Die Texte wurden von Auflage zu Auflage weiter überarbeitet, teilweise verniedlicht und mit christlicher Moral unterfüttert. Die Grimms reagierten damit auch auf Kritik, die Märchen seien nicht kindgerecht. Um dem zeitgemäßen Geschmack des vorwiegend bürgerlichen Publikums entgegenzukommen, wurden auch wichtige Details geändert. So wurde aus der Mutter in Hänsel und Gretel eine Stiefmutter, denn ihr Verhalten, die Kinder zu verstoßen, war mit dem Mutterbild des Bürgertums nicht zu vereinbaren. Auch direkte sexuelle Anspielungen und Bezüge wurden verändert oder weggelassen. In ihrer Vorrede zu der Ausgabe der Märchen von 1815 erwähnen sie explizit, dass es sich bei ihrer Sammlung von Märchen um ein Erziehungsbuch handelt. Wilhelm Grimm, der die Märchen seit der zweiten Auflage 1819 fast ausschließlich allein bearbeitete, ergänzte die Texte auch durch zahlreiche Redensarten und bildhafte Formeln.

Durch Perrault und durch die hugenottische Herkunft Dorothea Viehmanns und der Kasseler Familien Hassenpflug und Wild (sie verkehrten im Hause Grimm; eine Tochter der Familie Wild wurde später die Frau Wilhelms) flossen auch viele ursprünglich französische Kunstmärchen und Märchenvarianten in die Sammlung ein.

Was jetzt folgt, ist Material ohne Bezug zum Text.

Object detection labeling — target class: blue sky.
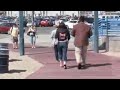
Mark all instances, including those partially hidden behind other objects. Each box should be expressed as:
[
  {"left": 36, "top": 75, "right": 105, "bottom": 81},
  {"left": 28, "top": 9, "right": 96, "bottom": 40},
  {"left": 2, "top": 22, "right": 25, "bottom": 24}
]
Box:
[{"left": 5, "top": 11, "right": 89, "bottom": 16}]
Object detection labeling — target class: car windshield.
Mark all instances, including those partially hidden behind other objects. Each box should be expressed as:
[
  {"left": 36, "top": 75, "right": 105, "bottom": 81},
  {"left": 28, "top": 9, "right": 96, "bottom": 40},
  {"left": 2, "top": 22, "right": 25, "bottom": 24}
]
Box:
[
  {"left": 0, "top": 23, "right": 16, "bottom": 27},
  {"left": 70, "top": 21, "right": 77, "bottom": 23},
  {"left": 85, "top": 18, "right": 94, "bottom": 23}
]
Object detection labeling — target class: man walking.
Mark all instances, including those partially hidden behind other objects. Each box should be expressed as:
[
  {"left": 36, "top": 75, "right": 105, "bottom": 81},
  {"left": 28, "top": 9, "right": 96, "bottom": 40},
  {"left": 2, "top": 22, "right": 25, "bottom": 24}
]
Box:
[{"left": 72, "top": 16, "right": 92, "bottom": 69}]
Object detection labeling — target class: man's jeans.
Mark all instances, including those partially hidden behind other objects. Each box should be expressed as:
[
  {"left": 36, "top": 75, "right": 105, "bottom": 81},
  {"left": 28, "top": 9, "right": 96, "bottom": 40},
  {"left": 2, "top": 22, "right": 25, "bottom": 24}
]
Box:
[
  {"left": 54, "top": 45, "right": 59, "bottom": 60},
  {"left": 58, "top": 42, "right": 68, "bottom": 61},
  {"left": 75, "top": 46, "right": 87, "bottom": 65},
  {"left": 30, "top": 36, "right": 36, "bottom": 45}
]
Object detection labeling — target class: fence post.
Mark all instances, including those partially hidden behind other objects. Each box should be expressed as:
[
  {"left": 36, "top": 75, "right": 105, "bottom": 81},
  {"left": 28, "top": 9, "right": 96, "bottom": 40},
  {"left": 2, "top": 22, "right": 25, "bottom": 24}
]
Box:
[{"left": 105, "top": 17, "right": 109, "bottom": 52}]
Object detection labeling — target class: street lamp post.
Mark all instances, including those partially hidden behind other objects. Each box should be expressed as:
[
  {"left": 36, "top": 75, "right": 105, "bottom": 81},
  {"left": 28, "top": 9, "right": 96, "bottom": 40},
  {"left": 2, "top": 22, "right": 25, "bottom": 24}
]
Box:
[
  {"left": 93, "top": 11, "right": 99, "bottom": 53},
  {"left": 32, "top": 11, "right": 34, "bottom": 23},
  {"left": 19, "top": 11, "right": 24, "bottom": 56}
]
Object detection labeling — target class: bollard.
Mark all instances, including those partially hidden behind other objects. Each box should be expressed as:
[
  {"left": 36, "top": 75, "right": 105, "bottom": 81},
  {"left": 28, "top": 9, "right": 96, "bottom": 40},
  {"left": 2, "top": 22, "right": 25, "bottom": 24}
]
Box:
[{"left": 0, "top": 43, "right": 9, "bottom": 73}]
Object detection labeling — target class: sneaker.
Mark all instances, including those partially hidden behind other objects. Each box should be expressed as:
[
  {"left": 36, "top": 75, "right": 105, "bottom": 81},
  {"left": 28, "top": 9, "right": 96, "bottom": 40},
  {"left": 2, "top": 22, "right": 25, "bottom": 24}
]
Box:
[
  {"left": 64, "top": 65, "right": 67, "bottom": 69},
  {"left": 78, "top": 64, "right": 82, "bottom": 69}
]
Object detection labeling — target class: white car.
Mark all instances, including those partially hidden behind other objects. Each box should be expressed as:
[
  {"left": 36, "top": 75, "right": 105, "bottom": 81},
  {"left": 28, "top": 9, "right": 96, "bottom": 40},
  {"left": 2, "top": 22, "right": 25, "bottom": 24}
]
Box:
[
  {"left": 27, "top": 22, "right": 32, "bottom": 27},
  {"left": 65, "top": 20, "right": 78, "bottom": 29}
]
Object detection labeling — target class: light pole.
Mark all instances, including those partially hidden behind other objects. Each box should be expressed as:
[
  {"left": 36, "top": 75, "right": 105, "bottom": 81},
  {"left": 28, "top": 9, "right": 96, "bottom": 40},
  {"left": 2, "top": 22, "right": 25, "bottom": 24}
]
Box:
[
  {"left": 19, "top": 11, "right": 25, "bottom": 56},
  {"left": 32, "top": 11, "right": 34, "bottom": 23},
  {"left": 93, "top": 11, "right": 99, "bottom": 53}
]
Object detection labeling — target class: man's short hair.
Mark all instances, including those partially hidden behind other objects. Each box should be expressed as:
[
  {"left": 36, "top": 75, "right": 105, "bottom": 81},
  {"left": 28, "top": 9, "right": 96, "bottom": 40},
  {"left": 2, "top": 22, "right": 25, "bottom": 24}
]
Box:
[{"left": 79, "top": 16, "right": 85, "bottom": 22}]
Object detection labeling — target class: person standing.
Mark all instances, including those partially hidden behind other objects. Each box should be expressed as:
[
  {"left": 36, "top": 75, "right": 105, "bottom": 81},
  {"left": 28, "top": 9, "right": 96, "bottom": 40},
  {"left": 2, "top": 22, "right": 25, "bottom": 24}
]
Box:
[
  {"left": 27, "top": 25, "right": 36, "bottom": 48},
  {"left": 55, "top": 22, "right": 70, "bottom": 69},
  {"left": 71, "top": 16, "right": 92, "bottom": 69},
  {"left": 10, "top": 25, "right": 19, "bottom": 49},
  {"left": 51, "top": 25, "right": 59, "bottom": 61}
]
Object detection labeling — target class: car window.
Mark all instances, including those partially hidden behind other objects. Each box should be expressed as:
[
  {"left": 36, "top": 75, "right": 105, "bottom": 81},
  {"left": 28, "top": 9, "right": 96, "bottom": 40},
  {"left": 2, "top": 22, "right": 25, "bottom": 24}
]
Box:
[{"left": 70, "top": 21, "right": 77, "bottom": 23}]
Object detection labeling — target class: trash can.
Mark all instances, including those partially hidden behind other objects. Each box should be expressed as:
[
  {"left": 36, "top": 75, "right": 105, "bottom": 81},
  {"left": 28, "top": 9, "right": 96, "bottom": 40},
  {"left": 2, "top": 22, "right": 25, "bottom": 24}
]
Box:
[{"left": 0, "top": 43, "right": 9, "bottom": 73}]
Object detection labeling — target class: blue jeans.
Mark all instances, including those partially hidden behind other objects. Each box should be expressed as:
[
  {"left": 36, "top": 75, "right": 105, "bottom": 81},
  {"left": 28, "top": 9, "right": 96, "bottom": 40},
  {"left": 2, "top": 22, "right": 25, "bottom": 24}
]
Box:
[
  {"left": 54, "top": 45, "right": 59, "bottom": 60},
  {"left": 30, "top": 36, "right": 36, "bottom": 45},
  {"left": 58, "top": 42, "right": 68, "bottom": 61}
]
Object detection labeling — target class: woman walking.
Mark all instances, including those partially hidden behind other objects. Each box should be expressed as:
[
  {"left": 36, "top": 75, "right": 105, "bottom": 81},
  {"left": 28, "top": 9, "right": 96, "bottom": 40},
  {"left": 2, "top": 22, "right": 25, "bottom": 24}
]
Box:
[
  {"left": 55, "top": 22, "right": 70, "bottom": 69},
  {"left": 51, "top": 25, "right": 59, "bottom": 61},
  {"left": 27, "top": 25, "right": 36, "bottom": 48}
]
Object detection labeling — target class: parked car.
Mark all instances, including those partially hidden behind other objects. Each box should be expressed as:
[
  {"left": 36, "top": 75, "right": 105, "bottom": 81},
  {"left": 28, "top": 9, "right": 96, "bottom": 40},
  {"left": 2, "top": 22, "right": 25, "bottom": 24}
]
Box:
[
  {"left": 40, "top": 19, "right": 49, "bottom": 27},
  {"left": 27, "top": 20, "right": 32, "bottom": 27},
  {"left": 65, "top": 20, "right": 78, "bottom": 29},
  {"left": 40, "top": 19, "right": 54, "bottom": 27},
  {"left": 0, "top": 23, "right": 16, "bottom": 34}
]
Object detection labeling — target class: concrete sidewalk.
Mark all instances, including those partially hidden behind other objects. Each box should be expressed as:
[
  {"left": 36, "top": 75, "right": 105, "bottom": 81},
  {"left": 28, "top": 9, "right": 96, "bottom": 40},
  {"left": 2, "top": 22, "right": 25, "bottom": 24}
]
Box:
[{"left": 0, "top": 35, "right": 120, "bottom": 79}]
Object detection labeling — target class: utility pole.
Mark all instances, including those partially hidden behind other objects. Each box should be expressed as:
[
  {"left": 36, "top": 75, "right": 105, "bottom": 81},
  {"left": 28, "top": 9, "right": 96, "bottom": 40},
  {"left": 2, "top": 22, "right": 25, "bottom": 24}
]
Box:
[
  {"left": 43, "top": 11, "right": 45, "bottom": 16},
  {"left": 19, "top": 11, "right": 25, "bottom": 56},
  {"left": 11, "top": 11, "right": 12, "bottom": 17},
  {"left": 60, "top": 11, "right": 62, "bottom": 16},
  {"left": 78, "top": 11, "right": 80, "bottom": 17},
  {"left": 32, "top": 11, "right": 34, "bottom": 23},
  {"left": 93, "top": 11, "right": 99, "bottom": 53}
]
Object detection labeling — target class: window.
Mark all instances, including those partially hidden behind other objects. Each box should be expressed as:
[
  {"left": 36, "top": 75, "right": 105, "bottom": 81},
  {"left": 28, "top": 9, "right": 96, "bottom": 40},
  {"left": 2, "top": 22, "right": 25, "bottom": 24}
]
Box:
[
  {"left": 115, "top": 16, "right": 119, "bottom": 18},
  {"left": 70, "top": 21, "right": 77, "bottom": 23}
]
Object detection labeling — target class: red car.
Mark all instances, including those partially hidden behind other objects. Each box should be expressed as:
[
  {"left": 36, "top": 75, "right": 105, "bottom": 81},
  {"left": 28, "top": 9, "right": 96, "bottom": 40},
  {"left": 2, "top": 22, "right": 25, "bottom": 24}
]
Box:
[
  {"left": 40, "top": 19, "right": 49, "bottom": 27},
  {"left": 0, "top": 23, "right": 16, "bottom": 34}
]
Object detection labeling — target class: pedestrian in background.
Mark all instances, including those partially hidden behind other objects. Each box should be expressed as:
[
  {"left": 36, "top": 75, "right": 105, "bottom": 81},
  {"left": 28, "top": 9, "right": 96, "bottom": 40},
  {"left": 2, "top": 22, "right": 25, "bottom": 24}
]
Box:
[
  {"left": 10, "top": 25, "right": 19, "bottom": 49},
  {"left": 51, "top": 24, "right": 59, "bottom": 61},
  {"left": 27, "top": 25, "right": 37, "bottom": 48},
  {"left": 55, "top": 22, "right": 70, "bottom": 69},
  {"left": 72, "top": 16, "right": 92, "bottom": 69}
]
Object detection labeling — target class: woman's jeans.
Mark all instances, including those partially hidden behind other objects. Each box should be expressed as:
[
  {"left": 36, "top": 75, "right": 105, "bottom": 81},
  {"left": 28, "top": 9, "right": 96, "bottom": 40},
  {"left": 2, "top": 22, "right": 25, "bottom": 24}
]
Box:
[
  {"left": 30, "top": 36, "right": 36, "bottom": 45},
  {"left": 58, "top": 42, "right": 68, "bottom": 61},
  {"left": 54, "top": 45, "right": 59, "bottom": 61}
]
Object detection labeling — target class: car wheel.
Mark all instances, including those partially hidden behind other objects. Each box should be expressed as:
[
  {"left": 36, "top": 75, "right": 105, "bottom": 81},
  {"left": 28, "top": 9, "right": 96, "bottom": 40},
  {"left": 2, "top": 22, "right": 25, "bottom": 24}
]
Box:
[{"left": 7, "top": 30, "right": 10, "bottom": 35}]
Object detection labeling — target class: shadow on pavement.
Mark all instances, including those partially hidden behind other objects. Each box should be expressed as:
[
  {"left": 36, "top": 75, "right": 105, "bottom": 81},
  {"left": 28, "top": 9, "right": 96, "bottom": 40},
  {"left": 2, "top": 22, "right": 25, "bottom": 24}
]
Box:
[
  {"left": 9, "top": 59, "right": 22, "bottom": 62},
  {"left": 67, "top": 59, "right": 76, "bottom": 61},
  {"left": 68, "top": 63, "right": 112, "bottom": 69},
  {"left": 25, "top": 52, "right": 54, "bottom": 55},
  {"left": 25, "top": 46, "right": 48, "bottom": 48},
  {"left": 8, "top": 69, "right": 26, "bottom": 73}
]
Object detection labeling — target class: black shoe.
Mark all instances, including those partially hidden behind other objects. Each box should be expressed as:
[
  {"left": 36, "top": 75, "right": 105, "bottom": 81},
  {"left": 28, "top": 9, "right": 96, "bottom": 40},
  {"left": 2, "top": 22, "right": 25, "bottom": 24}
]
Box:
[
  {"left": 78, "top": 64, "right": 82, "bottom": 69},
  {"left": 82, "top": 65, "right": 87, "bottom": 69},
  {"left": 64, "top": 65, "right": 67, "bottom": 69}
]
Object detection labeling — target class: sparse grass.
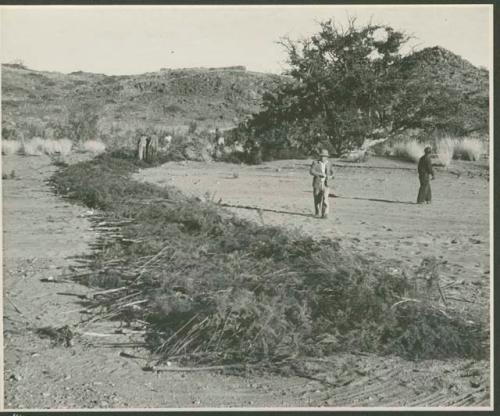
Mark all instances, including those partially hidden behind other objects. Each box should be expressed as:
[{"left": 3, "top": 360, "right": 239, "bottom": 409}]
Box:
[
  {"left": 53, "top": 152, "right": 487, "bottom": 363},
  {"left": 20, "top": 137, "right": 44, "bottom": 156},
  {"left": 341, "top": 149, "right": 368, "bottom": 163},
  {"left": 81, "top": 140, "right": 106, "bottom": 155},
  {"left": 436, "top": 137, "right": 455, "bottom": 167},
  {"left": 18, "top": 137, "right": 73, "bottom": 156}
]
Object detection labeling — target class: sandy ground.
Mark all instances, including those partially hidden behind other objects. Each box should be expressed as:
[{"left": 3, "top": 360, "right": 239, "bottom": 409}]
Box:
[
  {"left": 135, "top": 158, "right": 490, "bottom": 305},
  {"left": 2, "top": 156, "right": 490, "bottom": 410}
]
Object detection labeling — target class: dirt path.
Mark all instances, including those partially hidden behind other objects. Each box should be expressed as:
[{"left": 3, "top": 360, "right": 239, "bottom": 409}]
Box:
[
  {"left": 2, "top": 156, "right": 489, "bottom": 410},
  {"left": 135, "top": 158, "right": 490, "bottom": 306}
]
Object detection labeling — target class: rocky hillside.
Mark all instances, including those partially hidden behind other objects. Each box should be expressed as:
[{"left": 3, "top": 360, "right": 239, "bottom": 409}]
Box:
[
  {"left": 2, "top": 64, "right": 280, "bottom": 143},
  {"left": 2, "top": 47, "right": 489, "bottom": 146},
  {"left": 395, "top": 47, "right": 489, "bottom": 135}
]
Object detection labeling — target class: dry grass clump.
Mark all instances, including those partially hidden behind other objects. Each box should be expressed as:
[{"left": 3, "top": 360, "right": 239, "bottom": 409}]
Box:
[
  {"left": 16, "top": 137, "right": 73, "bottom": 156},
  {"left": 453, "top": 138, "right": 485, "bottom": 161},
  {"left": 436, "top": 138, "right": 455, "bottom": 167},
  {"left": 81, "top": 140, "right": 106, "bottom": 155},
  {"left": 2, "top": 140, "right": 21, "bottom": 155},
  {"left": 391, "top": 140, "right": 426, "bottom": 162},
  {"left": 53, "top": 153, "right": 486, "bottom": 363}
]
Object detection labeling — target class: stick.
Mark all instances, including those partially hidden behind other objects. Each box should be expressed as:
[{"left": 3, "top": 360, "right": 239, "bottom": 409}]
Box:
[
  {"left": 437, "top": 283, "right": 448, "bottom": 306},
  {"left": 92, "top": 286, "right": 128, "bottom": 297},
  {"left": 142, "top": 364, "right": 254, "bottom": 372},
  {"left": 391, "top": 299, "right": 422, "bottom": 309},
  {"left": 119, "top": 351, "right": 149, "bottom": 361},
  {"left": 448, "top": 296, "right": 476, "bottom": 303},
  {"left": 5, "top": 296, "right": 26, "bottom": 318}
]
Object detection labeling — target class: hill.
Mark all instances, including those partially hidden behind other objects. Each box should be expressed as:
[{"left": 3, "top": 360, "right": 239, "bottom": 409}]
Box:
[
  {"left": 2, "top": 64, "right": 281, "bottom": 145},
  {"left": 394, "top": 46, "right": 489, "bottom": 135},
  {"left": 2, "top": 47, "right": 489, "bottom": 150}
]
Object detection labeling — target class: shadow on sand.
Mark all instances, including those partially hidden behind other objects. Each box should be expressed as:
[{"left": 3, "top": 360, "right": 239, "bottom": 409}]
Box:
[
  {"left": 218, "top": 203, "right": 314, "bottom": 217},
  {"left": 330, "top": 195, "right": 415, "bottom": 205}
]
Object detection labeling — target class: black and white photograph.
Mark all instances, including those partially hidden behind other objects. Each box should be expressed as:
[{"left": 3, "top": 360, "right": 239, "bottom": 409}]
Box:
[{"left": 0, "top": 4, "right": 494, "bottom": 412}]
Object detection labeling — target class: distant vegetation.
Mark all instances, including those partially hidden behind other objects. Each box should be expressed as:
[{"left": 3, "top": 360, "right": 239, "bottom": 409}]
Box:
[
  {"left": 2, "top": 21, "right": 489, "bottom": 163},
  {"left": 227, "top": 21, "right": 489, "bottom": 160},
  {"left": 2, "top": 64, "right": 282, "bottom": 147}
]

Um ein Märchenbuch mit »rein deutschen« Märchen zu haben, wurden einige Märchen, die aus Frankreich in den deutschen Sprachraum gelangten, wie etwa Der gestiefelte Kater oder Blaubart, nach der ersten Ausgabe wieder entfernt. Dies geschah allerdings nicht konsequent, denn den Grimms war durchaus bekannt, dass zum Beispiel für Rotkäppchen auch eine französische Version mit tragischem Ende existierte. Eine nationale Eingrenzung war auch deshalb fragwürdig, weil einige Märchen wie etwa Aschenputtel eine umfangreiche europäische und sogar internationale Herkunfts- und Verbreitungsgeschichte haben. In ihrer Vorrede zu den Märchen versichern die Grimms immer wieder, dass es sich bei den gesammelten Märchen um »echt hessische Märchen« handele, welche ihren Ursprung in altnordischen und urdeutschen Mythen hätten. Dass es sich bei ihrer Hauptquelle, der Viehmännin, nicht um eine hessische Bäuerin, sondern um eine gebildete Schneiderin mit französischen Wurzeln handelt, verschweigen sie hingegen. In den Handschriften der Märchen, die 1927 in einer Abtei im Elsass gefunden worden sind, finden sich jedoch Vermerke über die französische Herkunft und die Parallelen zu Perraults Märchensammlung.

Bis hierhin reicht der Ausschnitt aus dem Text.